Le théâtre français est en deuil. Valère Novarina, l’un des plus grands auteurs dramatiques contemporains, s’est éteint, laissant derrière lui une œuvre colossale qui a révolutionné notre rapport au langage et à la scène.
Né le 4 mai 1942 à Chêne-Bougeries, près de Genève, fils de l’architecte Maurice Novarina et de la comédienne Manon Trolliet, Valère Novarina était prédestiné au monde des arts. Après une enfance au bord du lac Léman à Thonon-les-Bains, il part étudier la philosophie et la philologie à la Sorbonne, où il rédige un mémoire sur Antonin Artaud qui marquera profondément sa vision du théâtre.
Une œuvre monumentale
Depuis sa première pièce, L’Atelier volant (1974), mise en scène par Jean-Pierre Sarrazac, jusqu’à ses dernières créations, Novarina n’a cessé d’explorer les mystères de la parole incarnée. Son théâtre, obsédé par le Verbe, interrogeait cette énigme fondamentale : pourquoi l’animal humain parle-t-il ? Comment la viande et le verbe se sont-ils rencontrés ?
Ses œuvres majeures ont marqué les plus grands plateaux de France : Le Drame de la vie (1986), Vous qui habitez le temps (1989), La Chair de l’homme (1995), L’Origine rouge (2000), L’Espace furieux à la Comédie-Française (2006), Le Vrai Sang (2011), Le Vivier des noms avec ses 1100 personnages. Chaque création était un événement, notamment au Festival d’Avignon où il fut un habitué, au Théâtre de la Colline, à l’Odéon ou au TNP de Villeurbanne.

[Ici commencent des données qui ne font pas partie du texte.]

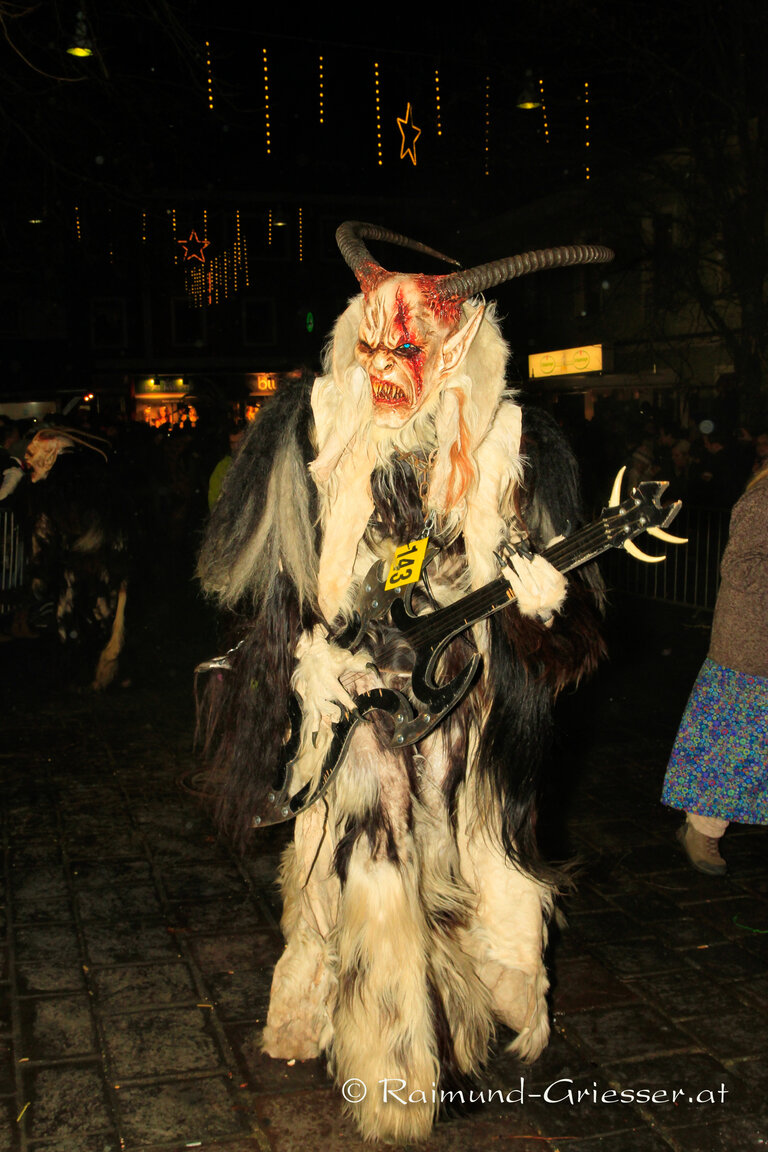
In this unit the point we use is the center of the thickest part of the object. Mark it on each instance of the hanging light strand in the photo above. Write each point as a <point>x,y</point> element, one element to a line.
<point>208,75</point>
<point>438,115</point>
<point>487,126</point>
<point>266,104</point>
<point>378,99</point>
<point>586,129</point>
<point>320,91</point>
<point>544,113</point>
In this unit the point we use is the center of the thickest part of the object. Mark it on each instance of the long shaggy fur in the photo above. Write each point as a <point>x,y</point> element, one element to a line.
<point>416,901</point>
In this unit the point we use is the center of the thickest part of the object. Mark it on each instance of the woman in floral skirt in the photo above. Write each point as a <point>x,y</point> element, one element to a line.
<point>719,767</point>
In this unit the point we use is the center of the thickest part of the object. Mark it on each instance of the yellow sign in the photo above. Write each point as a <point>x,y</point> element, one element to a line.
<point>407,566</point>
<point>567,362</point>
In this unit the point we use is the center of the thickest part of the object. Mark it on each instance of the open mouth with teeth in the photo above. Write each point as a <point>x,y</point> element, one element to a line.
<point>385,392</point>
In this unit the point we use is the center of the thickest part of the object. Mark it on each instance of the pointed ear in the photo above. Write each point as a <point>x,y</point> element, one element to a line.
<point>457,346</point>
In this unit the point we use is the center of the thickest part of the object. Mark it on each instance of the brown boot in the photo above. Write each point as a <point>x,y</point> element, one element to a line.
<point>702,851</point>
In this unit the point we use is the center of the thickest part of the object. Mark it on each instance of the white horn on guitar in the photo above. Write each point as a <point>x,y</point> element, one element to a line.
<point>633,551</point>
<point>659,532</point>
<point>616,491</point>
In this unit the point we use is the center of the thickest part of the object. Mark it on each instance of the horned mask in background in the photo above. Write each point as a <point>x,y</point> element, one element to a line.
<point>413,332</point>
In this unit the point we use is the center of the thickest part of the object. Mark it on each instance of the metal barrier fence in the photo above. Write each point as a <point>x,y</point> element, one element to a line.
<point>12,559</point>
<point>690,575</point>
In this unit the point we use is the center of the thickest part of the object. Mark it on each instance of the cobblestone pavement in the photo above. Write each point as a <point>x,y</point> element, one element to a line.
<point>137,948</point>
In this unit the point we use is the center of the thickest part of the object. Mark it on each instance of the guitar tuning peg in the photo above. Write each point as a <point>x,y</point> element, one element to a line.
<point>659,532</point>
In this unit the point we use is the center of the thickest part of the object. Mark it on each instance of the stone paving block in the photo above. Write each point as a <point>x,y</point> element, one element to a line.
<point>51,910</point>
<point>740,1134</point>
<point>583,983</point>
<point>47,959</point>
<point>625,1032</point>
<point>7,1082</point>
<point>119,903</point>
<point>183,1111</point>
<point>112,842</point>
<point>138,986</point>
<point>166,1043</point>
<point>576,1106</point>
<point>602,925</point>
<point>682,994</point>
<point>67,1103</point>
<point>586,899</point>
<point>104,873</point>
<point>727,962</point>
<point>616,835</point>
<point>226,953</point>
<point>638,957</point>
<point>27,853</point>
<point>648,859</point>
<point>242,994</point>
<point>686,933</point>
<point>56,1027</point>
<point>38,881</point>
<point>213,916</point>
<point>202,881</point>
<point>754,990</point>
<point>9,1130</point>
<point>731,1035</point>
<point>557,1060</point>
<point>266,1075</point>
<point>639,1139</point>
<point>698,1088</point>
<point>129,944</point>
<point>725,911</point>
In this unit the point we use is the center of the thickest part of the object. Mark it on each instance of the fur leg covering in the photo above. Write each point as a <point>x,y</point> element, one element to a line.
<point>303,985</point>
<point>508,937</point>
<point>383,1027</point>
<point>107,666</point>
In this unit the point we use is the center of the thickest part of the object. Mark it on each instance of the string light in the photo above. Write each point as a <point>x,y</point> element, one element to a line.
<point>220,277</point>
<point>266,103</point>
<point>439,122</point>
<point>375,86</point>
<point>586,128</point>
<point>544,113</point>
<point>238,250</point>
<point>210,75</point>
<point>487,123</point>
<point>320,89</point>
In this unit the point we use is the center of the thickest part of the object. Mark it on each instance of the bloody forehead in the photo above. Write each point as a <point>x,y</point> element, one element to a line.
<point>446,310</point>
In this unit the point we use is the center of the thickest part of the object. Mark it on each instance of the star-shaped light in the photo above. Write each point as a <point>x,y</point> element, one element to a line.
<point>194,248</point>
<point>408,130</point>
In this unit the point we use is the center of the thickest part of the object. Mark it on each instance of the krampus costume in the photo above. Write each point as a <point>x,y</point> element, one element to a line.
<point>77,545</point>
<point>415,900</point>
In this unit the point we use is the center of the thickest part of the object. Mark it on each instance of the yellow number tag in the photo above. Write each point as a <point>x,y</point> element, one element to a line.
<point>408,563</point>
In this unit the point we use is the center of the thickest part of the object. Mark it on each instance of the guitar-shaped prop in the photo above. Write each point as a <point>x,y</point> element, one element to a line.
<point>389,590</point>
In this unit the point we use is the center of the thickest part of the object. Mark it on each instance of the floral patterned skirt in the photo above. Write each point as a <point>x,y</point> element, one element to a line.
<point>720,760</point>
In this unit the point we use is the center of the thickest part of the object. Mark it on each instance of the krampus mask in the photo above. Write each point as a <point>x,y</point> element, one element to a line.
<point>413,332</point>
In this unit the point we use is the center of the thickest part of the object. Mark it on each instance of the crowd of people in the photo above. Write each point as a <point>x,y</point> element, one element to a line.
<point>101,516</point>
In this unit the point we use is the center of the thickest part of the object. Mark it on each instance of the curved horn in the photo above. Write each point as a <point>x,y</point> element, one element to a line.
<point>471,281</point>
<point>350,240</point>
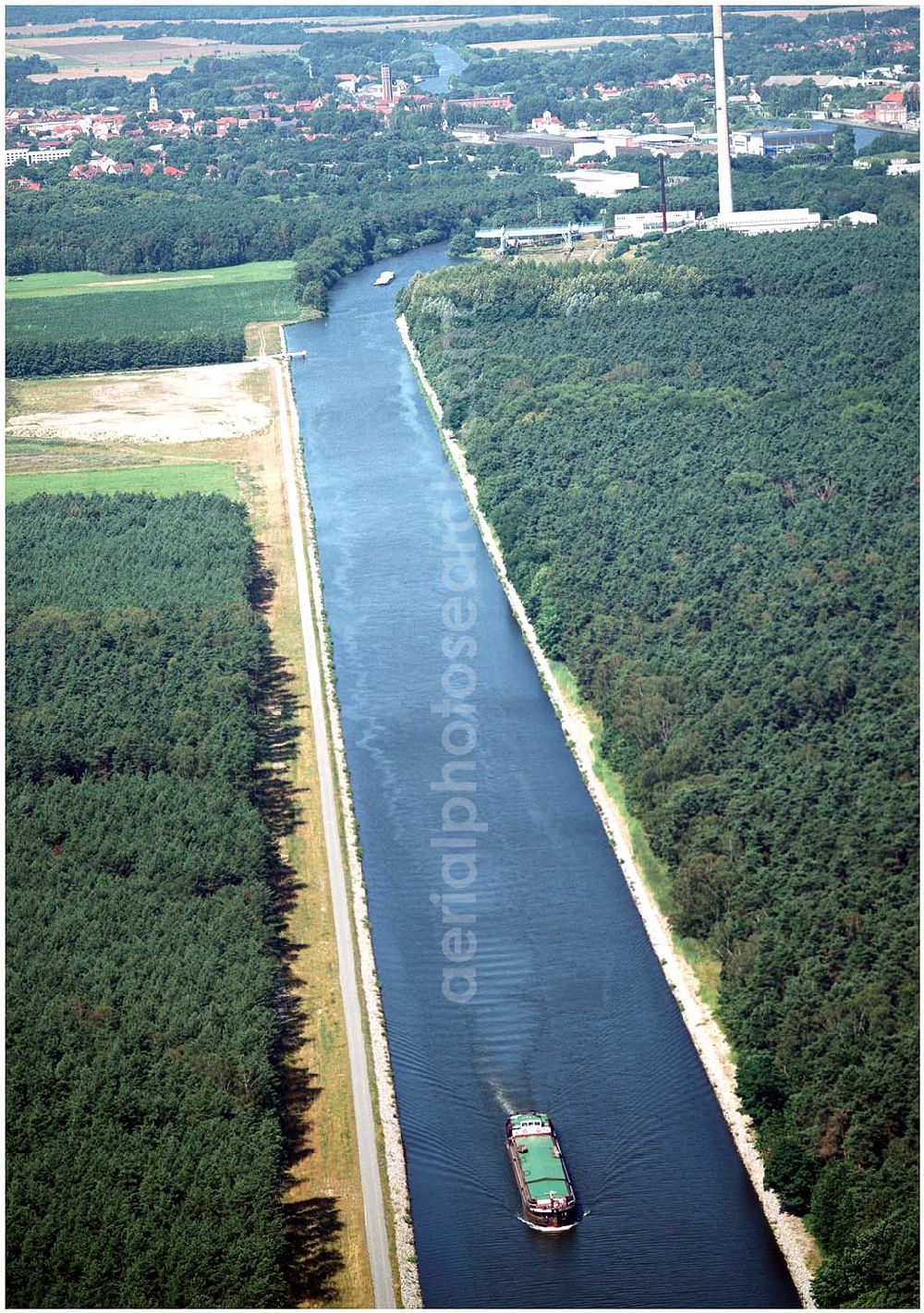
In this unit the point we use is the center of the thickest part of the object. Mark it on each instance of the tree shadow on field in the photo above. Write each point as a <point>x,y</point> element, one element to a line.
<point>312,1226</point>
<point>314,1258</point>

Un révolutionnaire du langage
Novarina était bien plus qu’un dramaturge : c’était un penseur du théâtre, un poète du verbe incarné, un explorateur des tréfonds de la langue française. Son écriture, qualifiée de “théâtre utopique”, mêlait romans sur-dialogués, monologues à plusieurs voix et poésies en actes. Ses textes théoriques – Pour Louis de Funès, Devant la parole, Pendant la matière – ont nourri des générations d’acteurs et de metteurs en scène.

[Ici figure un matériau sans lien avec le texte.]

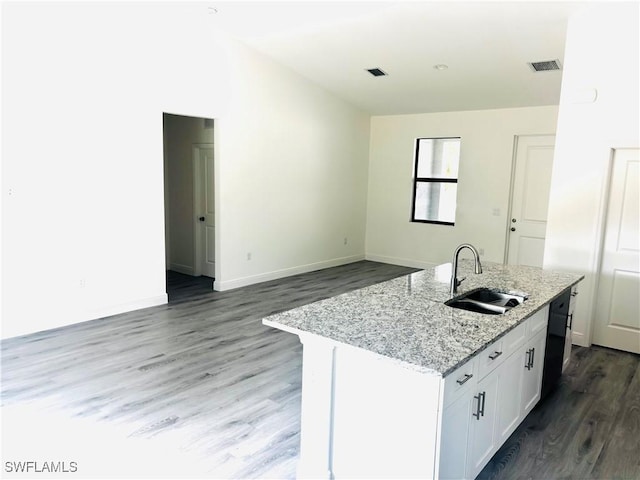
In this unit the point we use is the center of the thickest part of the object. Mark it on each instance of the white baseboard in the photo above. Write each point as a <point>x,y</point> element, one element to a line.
<point>177,267</point>
<point>128,306</point>
<point>85,316</point>
<point>403,262</point>
<point>274,275</point>
<point>578,338</point>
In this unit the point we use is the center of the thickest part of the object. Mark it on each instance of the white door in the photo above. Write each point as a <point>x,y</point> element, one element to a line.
<point>204,209</point>
<point>617,320</point>
<point>530,199</point>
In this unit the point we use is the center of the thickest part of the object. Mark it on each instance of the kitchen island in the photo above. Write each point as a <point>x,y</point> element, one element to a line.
<point>393,378</point>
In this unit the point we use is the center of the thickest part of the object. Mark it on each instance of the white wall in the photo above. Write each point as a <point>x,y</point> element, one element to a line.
<point>293,184</point>
<point>606,62</point>
<point>483,185</point>
<point>84,89</point>
<point>180,134</point>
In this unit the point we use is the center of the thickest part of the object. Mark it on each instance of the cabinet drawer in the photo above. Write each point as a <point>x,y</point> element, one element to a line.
<point>491,357</point>
<point>460,380</point>
<point>572,302</point>
<point>515,339</point>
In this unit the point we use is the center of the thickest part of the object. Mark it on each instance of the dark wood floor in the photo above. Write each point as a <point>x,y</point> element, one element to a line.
<point>200,388</point>
<point>588,428</point>
<point>197,388</point>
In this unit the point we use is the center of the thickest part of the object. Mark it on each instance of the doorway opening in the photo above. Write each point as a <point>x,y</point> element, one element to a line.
<point>188,144</point>
<point>529,199</point>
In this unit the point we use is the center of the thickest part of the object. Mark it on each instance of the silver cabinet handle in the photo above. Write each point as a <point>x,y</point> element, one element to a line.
<point>464,379</point>
<point>533,355</point>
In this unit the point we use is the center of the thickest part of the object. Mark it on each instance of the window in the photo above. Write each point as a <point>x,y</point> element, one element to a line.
<point>435,180</point>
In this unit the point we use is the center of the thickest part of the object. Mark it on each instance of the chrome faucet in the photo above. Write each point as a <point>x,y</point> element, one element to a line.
<point>454,267</point>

Comme il l’écrivait lui-même : “J’ai toujours pratiqué la littérature non comme un exercice intelligent mais comme une cure d’idiotie… une science d’ignorance.” Cette humilité devant le mystère de la parole faisait toute la grandeur de son œuvre.
Artiste total
Valère Novarina était également peintre et dessinateur. Ses expositions à la Galerie de France, au Musée Sainte-Croix de Poitiers, au Carré Saint Vincent d’Orléans témoignaient d’une créativité débordante qui ne connaissait pas de frontières entre les disciplines. Il peignait ses décors, dessinait ses personnages, créant un univers visuel aussi singulier que son univers langagier.

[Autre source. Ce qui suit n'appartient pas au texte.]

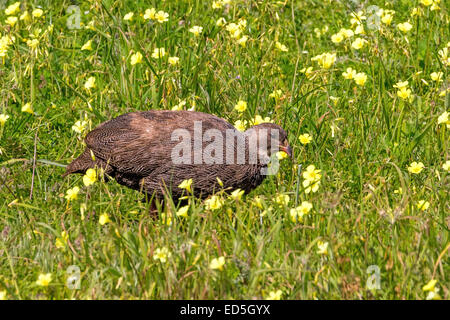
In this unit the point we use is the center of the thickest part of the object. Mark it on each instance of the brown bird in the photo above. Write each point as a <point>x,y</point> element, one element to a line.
<point>155,151</point>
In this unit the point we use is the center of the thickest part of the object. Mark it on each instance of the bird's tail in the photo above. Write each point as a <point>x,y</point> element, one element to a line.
<point>80,164</point>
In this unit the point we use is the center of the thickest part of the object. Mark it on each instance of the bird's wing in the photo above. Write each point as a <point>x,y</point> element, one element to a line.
<point>139,143</point>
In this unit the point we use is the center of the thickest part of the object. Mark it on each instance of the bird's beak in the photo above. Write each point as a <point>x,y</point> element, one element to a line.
<point>286,149</point>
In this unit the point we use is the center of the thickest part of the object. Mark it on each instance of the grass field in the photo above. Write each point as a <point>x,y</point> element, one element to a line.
<point>375,224</point>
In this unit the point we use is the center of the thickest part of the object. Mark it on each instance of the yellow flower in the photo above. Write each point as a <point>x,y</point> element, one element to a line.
<point>423,205</point>
<point>161,16</point>
<point>214,203</point>
<point>276,94</point>
<point>308,72</point>
<point>32,43</point>
<point>387,19</point>
<point>11,21</point>
<point>179,106</point>
<point>281,47</point>
<point>12,9</point>
<point>44,279</point>
<point>359,29</point>
<point>242,41</point>
<point>349,74</point>
<point>426,2</point>
<point>90,83</point>
<point>282,199</point>
<point>347,33</point>
<point>150,14</point>
<point>182,212</point>
<point>90,177</point>
<point>305,138</point>
<point>446,165</point>
<point>337,38</point>
<point>87,46</point>
<point>173,60</point>
<point>240,125</point>
<point>401,84</point>
<point>217,4</point>
<point>186,184</point>
<point>158,53</point>
<point>236,195</point>
<point>311,186</point>
<point>358,43</point>
<point>430,285</point>
<point>360,78</point>
<point>104,219</point>
<point>432,290</point>
<point>322,248</point>
<point>241,106</point>
<point>221,22</point>
<point>404,93</point>
<point>136,58</point>
<point>162,254</point>
<point>274,295</point>
<point>196,30</point>
<point>37,13</point>
<point>25,16</point>
<point>281,155</point>
<point>217,263</point>
<point>3,118</point>
<point>61,242</point>
<point>437,76</point>
<point>79,126</point>
<point>128,16</point>
<point>72,194</point>
<point>416,167</point>
<point>404,27</point>
<point>325,60</point>
<point>27,108</point>
<point>297,214</point>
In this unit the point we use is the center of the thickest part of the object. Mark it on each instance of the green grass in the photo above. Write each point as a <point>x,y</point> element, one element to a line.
<point>363,160</point>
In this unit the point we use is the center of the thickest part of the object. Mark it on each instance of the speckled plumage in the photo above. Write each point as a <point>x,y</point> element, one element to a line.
<point>135,149</point>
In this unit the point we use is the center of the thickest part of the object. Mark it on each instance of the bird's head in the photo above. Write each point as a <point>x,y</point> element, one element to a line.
<point>271,138</point>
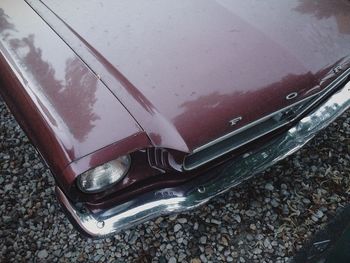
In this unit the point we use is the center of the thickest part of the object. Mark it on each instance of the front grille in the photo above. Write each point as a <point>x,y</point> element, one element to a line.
<point>257,129</point>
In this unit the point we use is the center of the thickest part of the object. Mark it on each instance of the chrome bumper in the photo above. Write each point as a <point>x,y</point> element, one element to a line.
<point>191,195</point>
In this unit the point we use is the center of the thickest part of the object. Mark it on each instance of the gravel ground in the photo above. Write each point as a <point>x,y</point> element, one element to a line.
<point>266,219</point>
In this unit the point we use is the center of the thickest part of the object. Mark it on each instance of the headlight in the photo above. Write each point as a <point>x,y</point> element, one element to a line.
<point>104,176</point>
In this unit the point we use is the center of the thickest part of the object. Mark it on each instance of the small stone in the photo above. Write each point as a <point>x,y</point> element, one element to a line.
<point>274,203</point>
<point>257,251</point>
<point>237,218</point>
<point>182,220</point>
<point>216,222</point>
<point>43,254</point>
<point>203,258</point>
<point>269,187</point>
<point>319,214</point>
<point>177,227</point>
<point>229,259</point>
<point>250,213</point>
<point>203,240</point>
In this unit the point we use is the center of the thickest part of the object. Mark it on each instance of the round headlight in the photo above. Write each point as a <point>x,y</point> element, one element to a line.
<point>104,176</point>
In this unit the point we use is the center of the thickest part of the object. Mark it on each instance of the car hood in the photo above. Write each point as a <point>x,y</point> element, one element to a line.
<point>186,69</point>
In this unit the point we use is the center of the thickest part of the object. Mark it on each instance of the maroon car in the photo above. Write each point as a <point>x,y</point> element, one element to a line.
<point>144,108</point>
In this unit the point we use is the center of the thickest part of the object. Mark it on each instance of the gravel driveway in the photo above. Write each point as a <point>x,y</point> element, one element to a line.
<point>264,220</point>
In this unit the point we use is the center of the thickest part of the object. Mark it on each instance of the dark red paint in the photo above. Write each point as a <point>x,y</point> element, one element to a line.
<point>92,80</point>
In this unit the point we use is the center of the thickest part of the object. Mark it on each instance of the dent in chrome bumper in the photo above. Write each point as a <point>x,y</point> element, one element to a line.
<point>191,195</point>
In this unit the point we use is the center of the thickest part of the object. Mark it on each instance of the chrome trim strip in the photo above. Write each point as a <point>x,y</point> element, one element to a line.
<point>326,90</point>
<point>320,95</point>
<point>193,194</point>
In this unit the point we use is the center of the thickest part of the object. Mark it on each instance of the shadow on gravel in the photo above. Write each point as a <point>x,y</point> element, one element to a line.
<point>331,245</point>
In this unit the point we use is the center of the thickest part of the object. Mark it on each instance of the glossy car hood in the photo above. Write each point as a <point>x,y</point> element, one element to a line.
<point>185,69</point>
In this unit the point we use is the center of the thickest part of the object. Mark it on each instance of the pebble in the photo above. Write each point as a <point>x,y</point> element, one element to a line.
<point>177,228</point>
<point>43,254</point>
<point>269,187</point>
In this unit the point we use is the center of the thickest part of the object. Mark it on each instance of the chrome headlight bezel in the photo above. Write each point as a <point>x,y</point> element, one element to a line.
<point>105,176</point>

Reconnaissance nationale et internationale
L’œuvre de Novarina a été couronnée de nombreux prix : le Grand Prix du théâtre de l’Académie française (2007), le Prix Jean-Arp pour l’ensemble de son œuvre (2011), le Prix Marguerite-Duras. Officier de la Légion d’honneur depuis 2025, Commandeur de l’ordre des Arts et des Lettres, il fut même candidat à l’Académie française en 2017. Ses textes, traduits en plus d’une dizaine de langues, rayonnaient bien au-delà de nos frontières.
Un héritage vivant
Valère Novarina laisse une œuvre immense, publiée essentiellement chez P.O.L, qui continuera à vivre sur les scènes de France et du monde.
Avec lui disparaît l’un de ces “magnificques magiciens des mots, révolutionnaire du langage inégalé”, dont les œuvres resteront des “bijoux pour l’intelligence, la sensibilité, l’humour”. Le théâtre français perd un géant, mais gagne un immortel.
Ses acteurs fidèles – Dominique Pinon, Dominique Parent, Jean-Yves Michaud et tant d’autres – porteront longtemps encore sa parole si singulière, cette parole qui traverse le corps et ouvre l’espace.